Esta família acompanhava os monarcas portugueses desde o século XIV. João Rodrigues da Azambuja (tio-avô de João Afonso Esteves da Azambuja) e o seu sobrinho Gonçalo Rodrigues eram próximos de Afonso IV, enquanto que Afonso Esteves da Azambuja (pai de João Afonso Esteves da Azambuja) estaria ligado à Corte desde a altura de D. Pedro.

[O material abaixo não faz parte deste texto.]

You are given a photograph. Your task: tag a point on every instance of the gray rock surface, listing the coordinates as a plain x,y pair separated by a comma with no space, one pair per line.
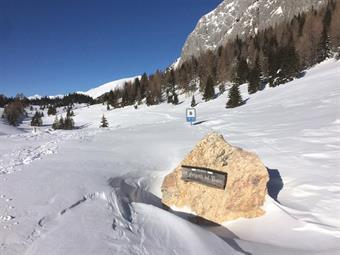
242,18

Referimo-nos igualmente a João Esteves da Azambuja, tio de João Afonso Esteves da Azambuja, que terá servido o rei D. Pedro, ficando conhecido como o seu privado. A família Azambuja insere-se num grupo mediano dentro da nobreza de Corte, situado numa posição hierarquicamente inferior à das famílias mais influentes no periodo medieval, como os Sousas, os Meneses, ou os Pachecos, entre outras2 .
Biografia [editar]
Nasceu na Azambuja, donde foi buscar seu apelido, filho de Afonso Esteves, senhor de Salvaterra de Magos e resposteiro-mor do reino. Antes de seguir a vida eclesiástica foi militar, tendo participado nas batalhas da crise de 1383-1385. De seguida tornou-se cónego das Sés de Coimbra e de Évora, e prior da igreja de Monção e da alcáçova de Santarém.
Tornou-se conselheiro de D. João I, que o enviou a Roma ao Papa Bonifácio IX, fim de pedir dispensa para poder casar, visto ter sido Mestre da Ordem de Avis.
Episcopado [editar]
Bem sucedido na tarefa, o rei recompensou-o, primeiro com o bispado de Silves (1389), e logo de seguida com o do Porto (1391) e mais tarde ainda de Coimbra (1398). Foi enviado a Castela a tratar das pazes entre os dois reinos, o que foi conseguido em 1402. Nessa altura, por falecimento de D. João Anes, foi nomeado arcebispo de Lisboa.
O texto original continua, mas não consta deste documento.